Gene expression profiling allows detection of a tumour's molecular signature and can lead to better sub-classification of patients.
In 2006, Mayo Clinic Cancer Center researchers reported that gene expression profiling methods were not better than existing conventional methods of assessing survival in lung cancer patients. They based that conclusion on their evaluation of literature published since this promising technology started about 10 years ago.
"While we have seen a number of exciting results from gene expression profiling in lung cancer outcome prediction, none provided value-added, unique information," says Zhifu Sun, M.D., Mayo Clinic cancer researcher and the study's lead author.
"By saying that, we mean that none of the previously identified genetic biomarkers provided more information than conventional methods, and their clinical applications were limited. Our goal was to identify a biomarker or panels of markers that would add to our current knowledge of patient management, allowing much more refined prognostic sub-classification, and eventually leading to better personalized treatment options," he added.
Before this study's findings, gene expression profiling in lung cancer provided no additional information than that gleaned from conventional methods that factor in age, gender, stage, cell type and tumour grade, performance status or treatment. The studies did not consider these factors in marker selection; therefore, molecular markers or signatures identified were often surrogates of what the research community already knew.

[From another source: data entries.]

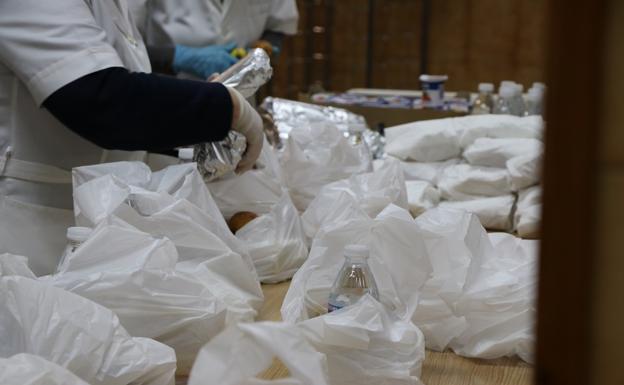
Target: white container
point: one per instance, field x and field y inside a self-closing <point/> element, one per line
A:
<point x="433" y="90"/>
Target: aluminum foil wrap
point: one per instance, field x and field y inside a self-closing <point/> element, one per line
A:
<point x="219" y="159"/>
<point x="288" y="114"/>
<point x="248" y="74"/>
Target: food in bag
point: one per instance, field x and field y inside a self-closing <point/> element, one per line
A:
<point x="240" y="219"/>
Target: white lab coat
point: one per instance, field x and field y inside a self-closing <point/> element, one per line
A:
<point x="45" y="45"/>
<point x="200" y="23"/>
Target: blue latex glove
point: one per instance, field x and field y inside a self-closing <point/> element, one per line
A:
<point x="205" y="61"/>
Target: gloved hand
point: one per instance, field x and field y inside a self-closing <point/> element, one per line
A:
<point x="247" y="121"/>
<point x="203" y="62"/>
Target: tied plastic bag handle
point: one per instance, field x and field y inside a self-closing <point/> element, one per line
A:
<point x="238" y="354"/>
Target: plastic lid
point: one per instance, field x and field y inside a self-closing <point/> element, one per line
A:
<point x="78" y="234"/>
<point x="506" y="83"/>
<point x="356" y="251"/>
<point x="535" y="93"/>
<point x="186" y="153"/>
<point x="486" y="87"/>
<point x="507" y="91"/>
<point x="433" y="78"/>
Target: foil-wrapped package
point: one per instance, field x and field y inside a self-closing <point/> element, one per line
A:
<point x="249" y="74"/>
<point x="218" y="159"/>
<point x="287" y="114"/>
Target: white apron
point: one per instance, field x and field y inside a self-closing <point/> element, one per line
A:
<point x="37" y="152"/>
<point x="200" y="23"/>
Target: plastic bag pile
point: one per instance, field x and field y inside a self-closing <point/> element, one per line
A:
<point x="275" y="239"/>
<point x="164" y="284"/>
<point x="481" y="164"/>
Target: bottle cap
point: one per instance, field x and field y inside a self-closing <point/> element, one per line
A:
<point x="507" y="91"/>
<point x="356" y="251"/>
<point x="433" y="78"/>
<point x="486" y="87"/>
<point x="78" y="234"/>
<point x="186" y="153"/>
<point x="506" y="83"/>
<point x="535" y="94"/>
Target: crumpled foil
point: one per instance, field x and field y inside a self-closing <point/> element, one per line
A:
<point x="248" y="74"/>
<point x="218" y="159"/>
<point x="288" y="114"/>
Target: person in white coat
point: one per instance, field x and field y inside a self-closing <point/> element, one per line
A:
<point x="74" y="80"/>
<point x="197" y="36"/>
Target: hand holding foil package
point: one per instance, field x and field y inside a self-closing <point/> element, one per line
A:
<point x="287" y="114"/>
<point x="249" y="74"/>
<point x="218" y="159"/>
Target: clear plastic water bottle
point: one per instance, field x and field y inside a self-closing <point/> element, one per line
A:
<point x="518" y="107"/>
<point x="75" y="237"/>
<point x="186" y="154"/>
<point x="354" y="280"/>
<point x="504" y="102"/>
<point x="535" y="101"/>
<point x="484" y="102"/>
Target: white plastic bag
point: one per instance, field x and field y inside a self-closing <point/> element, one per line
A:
<point x="370" y="192"/>
<point x="256" y="190"/>
<point x="241" y="352"/>
<point x="499" y="302"/>
<point x="529" y="212"/>
<point x="15" y="265"/>
<point x="463" y="182"/>
<point x="499" y="126"/>
<point x="424" y="141"/>
<point x="455" y="244"/>
<point x="166" y="209"/>
<point x="276" y="241"/>
<point x="79" y="335"/>
<point x="360" y="344"/>
<point x="421" y="196"/>
<point x="429" y="172"/>
<point x="493" y="212"/>
<point x="480" y="297"/>
<point x="397" y="261"/>
<point x="134" y="275"/>
<point x="496" y="152"/>
<point x="27" y="369"/>
<point x="318" y="154"/>
<point x="366" y="344"/>
<point x="525" y="170"/>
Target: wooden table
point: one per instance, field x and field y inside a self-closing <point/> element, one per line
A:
<point x="438" y="369"/>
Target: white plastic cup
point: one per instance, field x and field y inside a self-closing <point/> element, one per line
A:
<point x="433" y="90"/>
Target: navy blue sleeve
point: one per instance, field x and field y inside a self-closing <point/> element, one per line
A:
<point x="120" y="110"/>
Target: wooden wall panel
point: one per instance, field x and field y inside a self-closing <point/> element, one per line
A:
<point x="396" y="44"/>
<point x="487" y="40"/>
<point x="470" y="40"/>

Dr. Sun and the Mayo research team took a different approach. They looked at adenocarcinoma and squamous cell carcinoma separately and first selected two nonoverlapping sets of survival-related gene signatures from two large microarray datasets.
This was done by adjusting for the conventional predictors. The signatures were then evaluated in two large independent datasets of non-small-cell lung cancer. Each signature was evaluated in the same cell type it was derived from, and also validated for survival prediction in other cell types.

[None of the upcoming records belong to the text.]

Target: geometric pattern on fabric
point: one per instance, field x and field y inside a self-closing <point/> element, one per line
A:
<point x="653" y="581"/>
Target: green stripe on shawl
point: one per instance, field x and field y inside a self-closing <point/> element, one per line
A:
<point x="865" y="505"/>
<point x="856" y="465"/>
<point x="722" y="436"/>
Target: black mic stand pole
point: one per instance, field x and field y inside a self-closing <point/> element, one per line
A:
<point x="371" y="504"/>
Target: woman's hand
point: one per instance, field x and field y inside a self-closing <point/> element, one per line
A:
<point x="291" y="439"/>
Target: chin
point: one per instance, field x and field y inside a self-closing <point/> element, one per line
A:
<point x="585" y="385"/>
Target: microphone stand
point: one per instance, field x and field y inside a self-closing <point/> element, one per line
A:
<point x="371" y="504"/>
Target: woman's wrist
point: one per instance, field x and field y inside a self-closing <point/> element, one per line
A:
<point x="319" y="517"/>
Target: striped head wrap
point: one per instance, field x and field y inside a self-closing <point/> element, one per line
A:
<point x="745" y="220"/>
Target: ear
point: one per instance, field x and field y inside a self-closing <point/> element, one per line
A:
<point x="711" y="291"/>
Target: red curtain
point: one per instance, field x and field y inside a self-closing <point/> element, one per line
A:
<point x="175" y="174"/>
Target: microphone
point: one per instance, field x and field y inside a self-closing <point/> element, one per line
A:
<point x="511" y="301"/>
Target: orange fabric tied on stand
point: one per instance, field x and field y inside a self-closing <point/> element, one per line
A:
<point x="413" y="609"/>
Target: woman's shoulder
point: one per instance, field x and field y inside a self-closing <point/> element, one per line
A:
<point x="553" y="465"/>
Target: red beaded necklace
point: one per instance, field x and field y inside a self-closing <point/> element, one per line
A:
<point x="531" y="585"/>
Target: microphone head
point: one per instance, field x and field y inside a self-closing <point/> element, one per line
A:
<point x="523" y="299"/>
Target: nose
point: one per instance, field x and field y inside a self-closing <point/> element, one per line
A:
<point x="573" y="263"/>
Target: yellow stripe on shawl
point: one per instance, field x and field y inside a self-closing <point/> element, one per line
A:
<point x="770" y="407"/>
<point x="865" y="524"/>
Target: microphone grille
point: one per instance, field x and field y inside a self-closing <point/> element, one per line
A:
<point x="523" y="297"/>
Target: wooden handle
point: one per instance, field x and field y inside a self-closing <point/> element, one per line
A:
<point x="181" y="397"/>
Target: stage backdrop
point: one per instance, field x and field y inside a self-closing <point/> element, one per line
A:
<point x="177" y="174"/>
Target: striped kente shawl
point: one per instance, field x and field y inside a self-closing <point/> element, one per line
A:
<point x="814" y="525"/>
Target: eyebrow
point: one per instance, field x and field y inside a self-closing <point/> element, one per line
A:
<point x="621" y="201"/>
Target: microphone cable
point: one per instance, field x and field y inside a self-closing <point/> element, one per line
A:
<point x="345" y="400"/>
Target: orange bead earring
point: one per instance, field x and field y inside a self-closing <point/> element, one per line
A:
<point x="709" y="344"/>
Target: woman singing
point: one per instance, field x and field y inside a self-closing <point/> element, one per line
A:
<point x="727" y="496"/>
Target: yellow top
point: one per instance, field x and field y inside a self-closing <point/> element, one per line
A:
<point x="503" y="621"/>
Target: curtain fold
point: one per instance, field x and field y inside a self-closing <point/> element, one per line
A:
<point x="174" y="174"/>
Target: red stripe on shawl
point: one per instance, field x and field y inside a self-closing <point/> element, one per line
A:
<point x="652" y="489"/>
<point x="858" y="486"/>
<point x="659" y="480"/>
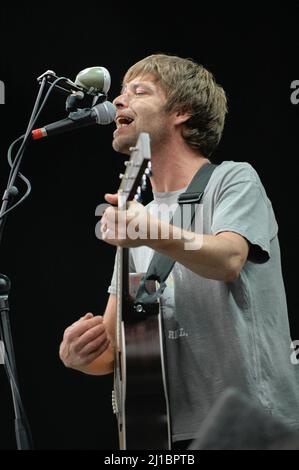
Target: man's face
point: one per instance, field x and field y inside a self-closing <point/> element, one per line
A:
<point x="140" y="108"/>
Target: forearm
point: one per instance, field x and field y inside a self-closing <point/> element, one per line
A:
<point x="102" y="365"/>
<point x="211" y="256"/>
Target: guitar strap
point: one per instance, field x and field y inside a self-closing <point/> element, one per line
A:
<point x="161" y="265"/>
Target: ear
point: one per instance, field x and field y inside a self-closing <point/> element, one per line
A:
<point x="181" y="117"/>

The team found two survival-related 50-gene signatures, one for each of the two cancer types. These were non-overlapping and largely unique in gene content compared to previously identified predictive gene expression signatures for lung cancer developed by other researchers.
When the two signatures were evaluated in two independent sets of non-small-cell lung cancer patients, the research team found that the adenocarcinoma gene expression profile was able to predict survival for both adenocarcinoma and squamous cell carcinoma patients. Conversely, the squamous cell carcinoma profile could also predict for adenocarcinoma, although interestingly, not as well for squamous cell carcinoma.

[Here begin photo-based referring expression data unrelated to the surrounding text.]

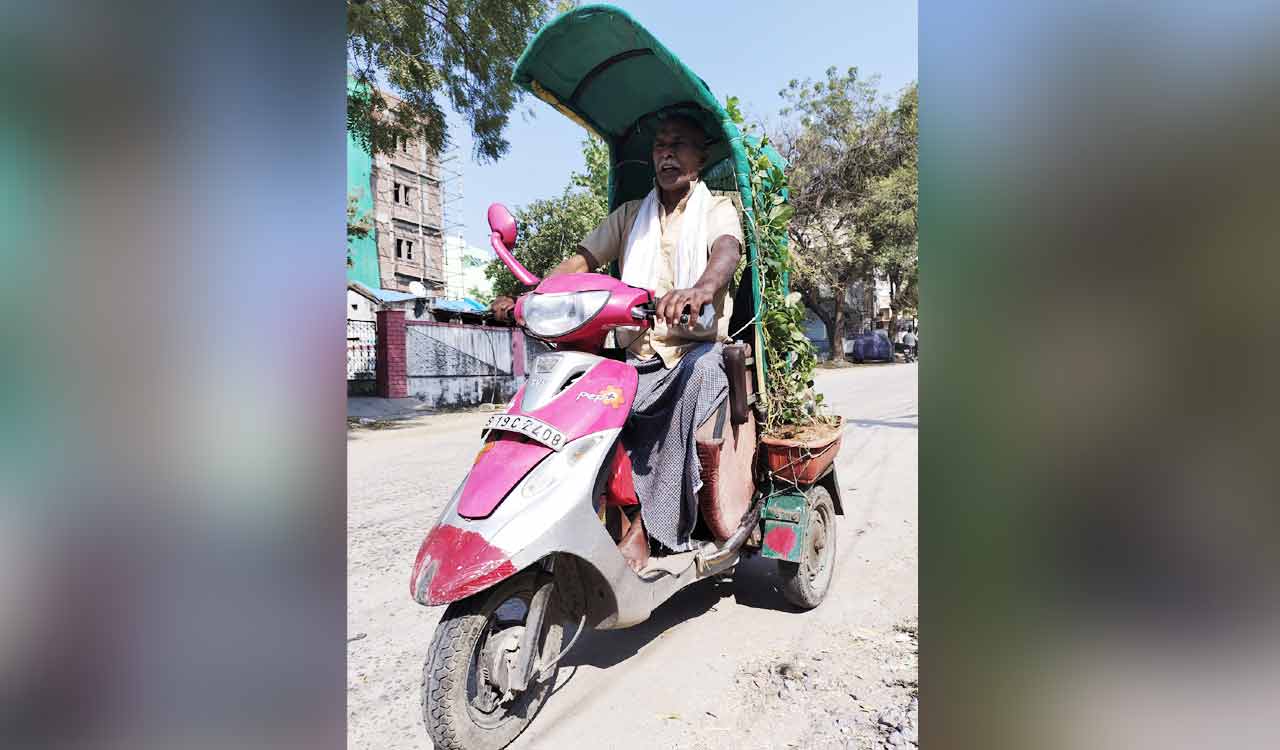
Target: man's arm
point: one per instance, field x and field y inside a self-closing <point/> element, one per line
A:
<point x="720" y="270"/>
<point x="580" y="263"/>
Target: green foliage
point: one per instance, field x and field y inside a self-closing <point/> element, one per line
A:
<point x="551" y="229"/>
<point x="787" y="351"/>
<point x="465" y="50"/>
<point x="854" y="163"/>
<point x="595" y="179"/>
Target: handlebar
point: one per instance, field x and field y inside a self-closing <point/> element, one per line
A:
<point x="649" y="311"/>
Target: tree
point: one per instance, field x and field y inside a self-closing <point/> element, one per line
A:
<point x="595" y="179"/>
<point x="549" y="231"/>
<point x="854" y="190"/>
<point x="465" y="50"/>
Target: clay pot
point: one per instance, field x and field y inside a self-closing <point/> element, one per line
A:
<point x="801" y="461"/>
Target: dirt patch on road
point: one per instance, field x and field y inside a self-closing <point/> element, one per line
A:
<point x="859" y="690"/>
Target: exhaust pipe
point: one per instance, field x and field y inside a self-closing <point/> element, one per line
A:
<point x="709" y="561"/>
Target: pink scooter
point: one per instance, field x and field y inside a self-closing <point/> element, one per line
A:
<point x="525" y="547"/>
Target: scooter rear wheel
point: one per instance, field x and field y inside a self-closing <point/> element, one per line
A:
<point x="462" y="707"/>
<point x="805" y="584"/>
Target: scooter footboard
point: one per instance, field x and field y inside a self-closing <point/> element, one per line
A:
<point x="547" y="512"/>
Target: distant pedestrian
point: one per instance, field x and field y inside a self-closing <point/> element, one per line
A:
<point x="910" y="346"/>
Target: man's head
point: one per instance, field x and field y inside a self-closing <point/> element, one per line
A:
<point x="679" y="151"/>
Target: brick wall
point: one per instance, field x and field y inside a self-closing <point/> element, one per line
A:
<point x="391" y="375"/>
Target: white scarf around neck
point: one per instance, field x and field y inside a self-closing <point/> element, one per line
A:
<point x="643" y="251"/>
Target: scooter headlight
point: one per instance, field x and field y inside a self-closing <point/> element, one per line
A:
<point x="552" y="315"/>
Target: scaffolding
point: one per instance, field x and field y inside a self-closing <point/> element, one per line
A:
<point x="452" y="222"/>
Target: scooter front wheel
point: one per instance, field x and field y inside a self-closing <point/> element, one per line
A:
<point x="466" y="696"/>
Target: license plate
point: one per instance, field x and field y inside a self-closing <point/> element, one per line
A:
<point x="529" y="426"/>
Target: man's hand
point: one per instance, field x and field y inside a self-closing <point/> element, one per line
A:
<point x="672" y="305"/>
<point x="502" y="307"/>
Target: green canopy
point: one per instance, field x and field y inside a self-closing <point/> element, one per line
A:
<point x="606" y="72"/>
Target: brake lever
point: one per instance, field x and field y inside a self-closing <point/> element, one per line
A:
<point x="688" y="312"/>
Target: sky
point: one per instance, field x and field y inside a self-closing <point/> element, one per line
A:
<point x="749" y="49"/>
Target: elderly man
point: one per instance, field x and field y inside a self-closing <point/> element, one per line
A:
<point x="684" y="243"/>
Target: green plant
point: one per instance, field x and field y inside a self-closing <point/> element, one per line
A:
<point x="790" y="401"/>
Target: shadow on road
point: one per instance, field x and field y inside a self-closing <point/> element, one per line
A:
<point x="887" y="422"/>
<point x="606" y="648"/>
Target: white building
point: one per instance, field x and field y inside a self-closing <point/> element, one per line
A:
<point x="464" y="268"/>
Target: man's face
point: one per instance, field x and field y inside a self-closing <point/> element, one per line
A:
<point x="677" y="155"/>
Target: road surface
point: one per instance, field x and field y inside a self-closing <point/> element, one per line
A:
<point x="722" y="664"/>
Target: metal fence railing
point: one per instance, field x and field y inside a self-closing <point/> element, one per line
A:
<point x="361" y="357"/>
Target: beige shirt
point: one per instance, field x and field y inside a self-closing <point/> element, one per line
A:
<point x="609" y="238"/>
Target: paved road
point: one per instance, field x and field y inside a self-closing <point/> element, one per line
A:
<point x="684" y="677"/>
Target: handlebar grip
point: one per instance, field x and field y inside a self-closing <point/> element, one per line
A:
<point x="688" y="311"/>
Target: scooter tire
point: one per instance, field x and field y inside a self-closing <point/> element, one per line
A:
<point x="805" y="584"/>
<point x="452" y="670"/>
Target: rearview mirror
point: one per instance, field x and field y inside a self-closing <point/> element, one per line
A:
<point x="503" y="223"/>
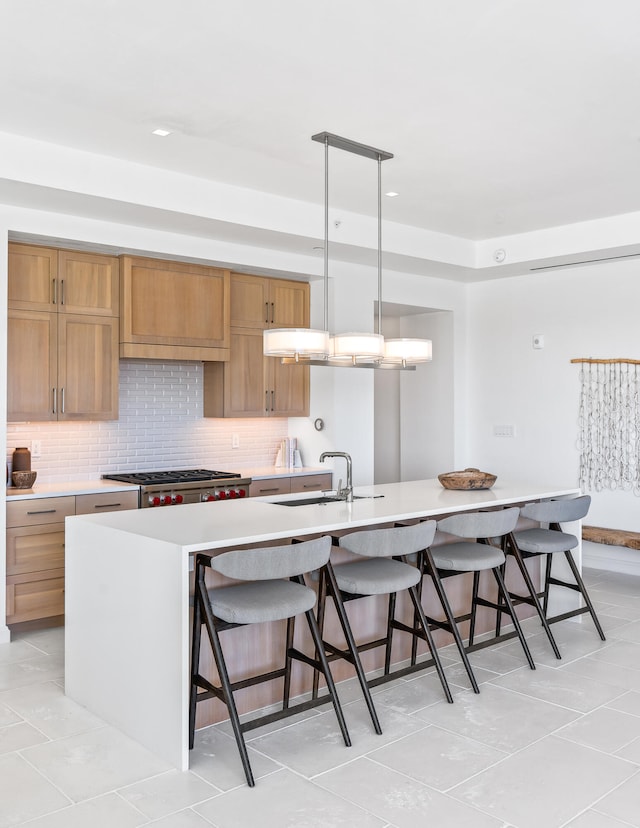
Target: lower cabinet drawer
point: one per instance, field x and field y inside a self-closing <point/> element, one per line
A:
<point x="311" y="483"/>
<point x="269" y="486"/>
<point x="29" y="600"/>
<point x="33" y="549"/>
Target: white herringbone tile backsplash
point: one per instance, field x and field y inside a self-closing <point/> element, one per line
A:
<point x="160" y="426"/>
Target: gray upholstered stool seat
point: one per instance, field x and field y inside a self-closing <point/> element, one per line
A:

However, both sets of 50 genes were able to provide significantly improved survival prediction for non-small-cell lung cancers independent of other traditional variables. These genes were most likely related to tumour aggressiveness regardless of histologic features or stage.
Dr. Sun and his fellow researchers caution that their research will need to be further validated with additional studies, but they are hopeful that the results will lead to improved outcome prediction and treatment selection for lung cancer patients. They say the next step is to discover the underlying mechanisms for some or all of the 50 genes in the profiles.
The findings will be published in the Feb. 20 issue of the Journal of Clinical Oncology.